I had to do something, though. The monsters which prey on our hearts feed on our inertia. They don't grow because we are defeated, but because we give up.

I emerged from my prison cell and went back to university. I got top marks on my Criminal Procedure exam. I needed to take six more courses before I could graduate. I asked old friends who'd started their studies with me to give me a hand. But they were all working on their theses and didn't have time to turn back and help me catch up.

Once again I shut myself in my room. I drew up study schedules that I updated on an hourly basis. But working
on my own on subjects which didn't really interest me just served to remind me how much my present life had become the result of all the defensive choices I had made in the past.

I needed to escape, and asked My Uncle if he could give me a job in his firm. It was exactly what he wanted, but not now—first I had to get my degree. He belonged to the last generation who had a real respect for education. At Christmas I used to give him abstruse philosophy books, which he would devour with an immense if disorderly hunger for knowledge.

I sought distraction in laddish Saturday-night pursuits, but the chosen companions weren't up—or down—to the task. I used to go about with a group of engineering students, all solid prosaic young men who dismissed my inner torments as mere whims and introduced me to nice but utterly forgettable girls.

They didn't even know I didn't have a mother. Or at least they didn't know it from me. I never broached the topic, and the fact that Sveva was around—after her son had got married she'd moved in with us—dispensed me from the need for further explanations.
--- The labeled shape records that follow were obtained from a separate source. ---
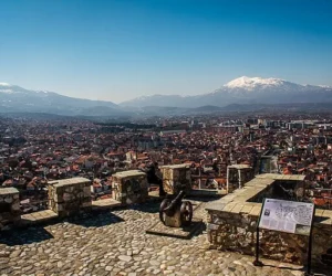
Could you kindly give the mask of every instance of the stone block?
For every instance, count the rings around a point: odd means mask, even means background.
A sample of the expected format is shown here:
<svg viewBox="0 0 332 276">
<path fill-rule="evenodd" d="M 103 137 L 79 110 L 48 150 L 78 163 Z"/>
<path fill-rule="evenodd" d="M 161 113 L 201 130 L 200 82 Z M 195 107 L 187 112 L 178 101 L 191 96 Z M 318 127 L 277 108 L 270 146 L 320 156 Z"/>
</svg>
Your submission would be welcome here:
<svg viewBox="0 0 332 276">
<path fill-rule="evenodd" d="M 123 171 L 112 177 L 113 199 L 122 204 L 145 202 L 148 197 L 146 174 L 138 170 Z"/>
<path fill-rule="evenodd" d="M 91 204 L 91 181 L 85 178 L 72 178 L 49 182 L 49 208 L 59 216 L 79 213 L 82 208 Z"/>
<path fill-rule="evenodd" d="M 0 230 L 18 223 L 20 214 L 19 191 L 15 188 L 0 188 Z"/>
</svg>

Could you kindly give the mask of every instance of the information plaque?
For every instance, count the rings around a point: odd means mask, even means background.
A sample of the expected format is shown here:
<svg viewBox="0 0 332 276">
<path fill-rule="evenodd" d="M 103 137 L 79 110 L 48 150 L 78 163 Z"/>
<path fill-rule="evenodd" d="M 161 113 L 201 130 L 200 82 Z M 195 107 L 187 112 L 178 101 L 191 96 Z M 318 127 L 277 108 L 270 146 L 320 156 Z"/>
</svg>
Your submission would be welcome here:
<svg viewBox="0 0 332 276">
<path fill-rule="evenodd" d="M 309 236 L 313 212 L 313 203 L 266 199 L 258 226 Z"/>
<path fill-rule="evenodd" d="M 309 237 L 305 275 L 311 275 L 312 222 L 314 212 L 313 203 L 264 199 L 256 230 L 256 259 L 253 261 L 253 265 L 263 265 L 259 261 L 259 230 L 280 231 Z"/>
</svg>

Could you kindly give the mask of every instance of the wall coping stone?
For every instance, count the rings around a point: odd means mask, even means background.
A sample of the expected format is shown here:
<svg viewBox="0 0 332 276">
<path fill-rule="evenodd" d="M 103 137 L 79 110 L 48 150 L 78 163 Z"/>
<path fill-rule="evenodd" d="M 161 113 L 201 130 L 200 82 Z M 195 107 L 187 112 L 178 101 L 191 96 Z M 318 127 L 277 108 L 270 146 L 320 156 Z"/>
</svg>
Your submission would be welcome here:
<svg viewBox="0 0 332 276">
<path fill-rule="evenodd" d="M 128 171 L 116 172 L 112 177 L 114 177 L 114 178 L 131 178 L 131 177 L 137 177 L 137 176 L 146 176 L 146 173 L 143 171 L 139 171 L 139 170 L 128 170 Z"/>
<path fill-rule="evenodd" d="M 48 184 L 59 188 L 59 187 L 65 187 L 72 184 L 83 184 L 86 182 L 91 182 L 91 180 L 87 178 L 69 178 L 69 179 L 49 181 Z"/>
<path fill-rule="evenodd" d="M 302 181 L 302 179 L 304 179 L 304 176 L 282 176 L 277 173 L 258 174 L 255 179 L 247 182 L 242 189 L 237 189 L 220 200 L 208 203 L 206 211 L 209 213 L 218 213 L 220 215 L 226 215 L 226 213 L 247 213 L 251 216 L 258 217 L 262 208 L 262 203 L 248 202 L 248 200 L 262 192 L 266 188 L 272 185 L 276 180 Z M 315 209 L 314 226 L 331 227 L 331 225 L 332 210 Z"/>
</svg>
Young men often find a cure for their existential malaise in politics or theater. But I didn't have the energy to cultivate creative talents. As for ideologies, I regarded
them in the same way as I did love: to me, they were utopias that were totally incompatible with the egotism of human beings, especially my own.
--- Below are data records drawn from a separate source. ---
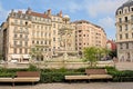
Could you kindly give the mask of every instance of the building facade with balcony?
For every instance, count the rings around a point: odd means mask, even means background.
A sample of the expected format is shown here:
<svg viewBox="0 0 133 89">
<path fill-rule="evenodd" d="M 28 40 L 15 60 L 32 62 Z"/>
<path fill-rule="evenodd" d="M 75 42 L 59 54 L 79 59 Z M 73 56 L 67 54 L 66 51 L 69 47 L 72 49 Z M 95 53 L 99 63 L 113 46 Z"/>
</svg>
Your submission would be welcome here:
<svg viewBox="0 0 133 89">
<path fill-rule="evenodd" d="M 37 50 L 37 60 L 58 56 L 57 50 L 61 49 L 59 29 L 64 26 L 71 28 L 70 21 L 63 20 L 62 11 L 54 16 L 50 9 L 44 13 L 30 8 L 25 12 L 12 10 L 0 30 L 3 60 L 29 61 L 32 48 Z"/>
<path fill-rule="evenodd" d="M 115 19 L 119 61 L 133 61 L 133 0 L 117 8 Z"/>
<path fill-rule="evenodd" d="M 100 26 L 86 20 L 79 20 L 71 23 L 75 28 L 75 49 L 82 53 L 85 47 L 106 46 L 106 33 Z"/>
</svg>

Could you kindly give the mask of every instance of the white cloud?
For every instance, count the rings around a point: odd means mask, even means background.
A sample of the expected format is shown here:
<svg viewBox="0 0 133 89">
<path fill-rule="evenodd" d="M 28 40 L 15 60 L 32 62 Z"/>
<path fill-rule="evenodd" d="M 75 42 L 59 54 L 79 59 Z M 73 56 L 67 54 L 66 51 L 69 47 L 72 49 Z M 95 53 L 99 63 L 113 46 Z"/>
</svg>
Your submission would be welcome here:
<svg viewBox="0 0 133 89">
<path fill-rule="evenodd" d="M 82 7 L 75 2 L 70 2 L 68 9 L 70 10 L 70 12 L 76 12 L 78 10 L 81 10 Z"/>
<path fill-rule="evenodd" d="M 84 9 L 91 17 L 98 17 L 99 14 L 114 13 L 117 7 L 120 7 L 126 0 L 99 0 L 93 3 L 85 1 Z"/>
<path fill-rule="evenodd" d="M 8 16 L 8 12 L 7 10 L 3 9 L 1 2 L 0 2 L 0 22 L 2 22 L 3 20 L 6 20 L 6 17 Z"/>
<path fill-rule="evenodd" d="M 104 28 L 112 28 L 115 23 L 114 19 L 111 17 L 102 18 L 98 22 Z"/>
<path fill-rule="evenodd" d="M 99 19 L 98 23 L 104 28 L 108 38 L 113 39 L 115 38 L 115 20 L 111 17 L 105 17 L 102 19 Z"/>
</svg>

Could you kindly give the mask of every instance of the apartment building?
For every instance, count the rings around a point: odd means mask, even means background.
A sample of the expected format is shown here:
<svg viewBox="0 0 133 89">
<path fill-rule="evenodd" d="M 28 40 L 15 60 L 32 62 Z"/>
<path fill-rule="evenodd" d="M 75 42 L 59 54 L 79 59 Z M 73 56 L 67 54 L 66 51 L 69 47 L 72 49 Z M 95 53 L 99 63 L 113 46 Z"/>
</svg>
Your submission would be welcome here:
<svg viewBox="0 0 133 89">
<path fill-rule="evenodd" d="M 63 27 L 72 29 L 70 20 L 65 21 L 62 11 L 51 14 L 50 9 L 44 13 L 34 12 L 30 8 L 25 12 L 12 10 L 0 30 L 0 49 L 3 59 L 6 61 L 29 61 L 32 48 L 40 51 L 35 56 L 35 60 L 58 56 L 57 51 L 64 49 L 61 47 L 62 40 L 59 34 Z M 69 48 L 74 50 L 73 44 L 70 44 Z"/>
<path fill-rule="evenodd" d="M 115 19 L 119 61 L 133 61 L 133 0 L 117 8 Z"/>
<path fill-rule="evenodd" d="M 86 20 L 79 20 L 71 23 L 75 28 L 75 49 L 82 53 L 85 47 L 106 46 L 106 33 L 100 26 L 93 24 Z"/>
</svg>

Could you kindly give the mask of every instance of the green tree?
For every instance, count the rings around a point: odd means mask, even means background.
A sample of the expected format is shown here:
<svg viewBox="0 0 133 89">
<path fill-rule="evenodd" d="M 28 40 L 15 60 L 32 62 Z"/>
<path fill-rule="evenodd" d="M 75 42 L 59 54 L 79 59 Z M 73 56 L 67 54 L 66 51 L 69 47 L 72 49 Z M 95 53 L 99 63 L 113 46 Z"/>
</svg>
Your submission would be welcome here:
<svg viewBox="0 0 133 89">
<path fill-rule="evenodd" d="M 95 47 L 90 47 L 90 48 L 84 48 L 83 50 L 83 56 L 84 59 L 83 61 L 86 61 L 90 63 L 90 67 L 94 67 L 98 60 L 98 48 Z"/>
</svg>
Sveva suggested I go to the gym in an attempt to work off the toxins I'd accumulated, but when a pair of instructors with bronze-statue physiques—whom I nicknamed the Pillocks of Hercules—proposed a course of steroids so I too could have a body like theirs, I never set foot inside the place again.

Psychoanalysis remained an option, but sessions on the analyst's couch would have meant overcoming my embarrassment and asking for money from my father, who considered digging around in one's brain a loser's way of wasting time.

There are a lot of “buts” in the last few sentences, I realize. At the time it was my pet word. I felt as though a wall of incompatibility constantly loomed over me—as if anything I undertook, all my short-lived enthusiasms, would sooner or later disintegrate against it.

The law books on my desk I was supposed to be studying gradually made way for self-help manuals.

Taking Your Life in Your Own Hands.

The Art of Winning Friends and Influencing People.

Overcoming Neurosis.

How to Solve Your Problems and Start a New Life.